Apart from working on LLVM IR generation the past couple of months, I’ve put a fair amount of time into improving jank’s builds system and dependency management. In particular, vcpkg has been removed entirely. I was using vcpkg to bring in some C and C++ source dependencies, but some of them regularly fail to build from source on very normal setups and vcpkg on its own causes issues with build systems such as Nix. Altogether, it’s well known that the build system and dependency tooling for C and C++ is terrible. While I aim for jank to improve that, in its own way, we still need to suffer through it for the compiler itself.

In order to remove vcpkg, I had to address all of the dependencies it was pulling in.

All in all, this required seven new git submodules. Even something as commonplace as boost led to dependency issues across various platforms. I did all of my testing on Ubuntu, Arch, NixOS, and macOS. Once I had all of those submodules, I still ran into some issues with Clang hard crashing while trying to compile an incremental pre-compiled header (PCH) with boost. This was the final straw with PCHs for me.

Pre-compiled headers

jank started out with PCHs from the beginning. I was concerned about compile-times and I knew that many source files would need access to the whole object model in order to compile. While this remains true, I didn’t expect that PCHs would be such a headache when JIT compiling C++. There have been a handful of Cling bugs and then Clang bugs related to loading PCHs into the incremental C++ environment. I’ve spent entire days compiling Clang/LLVM while bisecting in order to find root causes. Haruki has been so close to building jank on Nix but has been running into issues when compiling the incremental PCH. This has been a long time coming.

After removing the PCHs, fixing all source files to include what they need, refactoring some heavy headers so they can be used less often, and running some tooling to further clean things up, we can wipe our hands of all of that. jank does still need to JIT compile C++ code, but it can do so using both a C API and a C++ API. Devs using jank can include what they need.

Previously, just loading the incremental PCH with all of jank’s headers took a whopping 2.5 seconds every start up and we always paid that cost.
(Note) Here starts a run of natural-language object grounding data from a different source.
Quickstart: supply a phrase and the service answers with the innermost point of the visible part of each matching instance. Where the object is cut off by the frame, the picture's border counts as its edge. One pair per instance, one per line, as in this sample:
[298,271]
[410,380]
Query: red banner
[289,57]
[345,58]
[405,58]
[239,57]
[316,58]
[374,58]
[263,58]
Now, better following the (intended) nature of C++, we can pay for what we use.

Community update

I have not been the only one working on jank. The past couple of months, my newest mentee through the SciCloj mentorship program, Monty Bichouna, has wrapped up Unicode lexing support. This allows jank the important ability to properly represent Unicode symbols and keywords. Monty’s work builds on Saket’s recent work to add Unicode support for character objects.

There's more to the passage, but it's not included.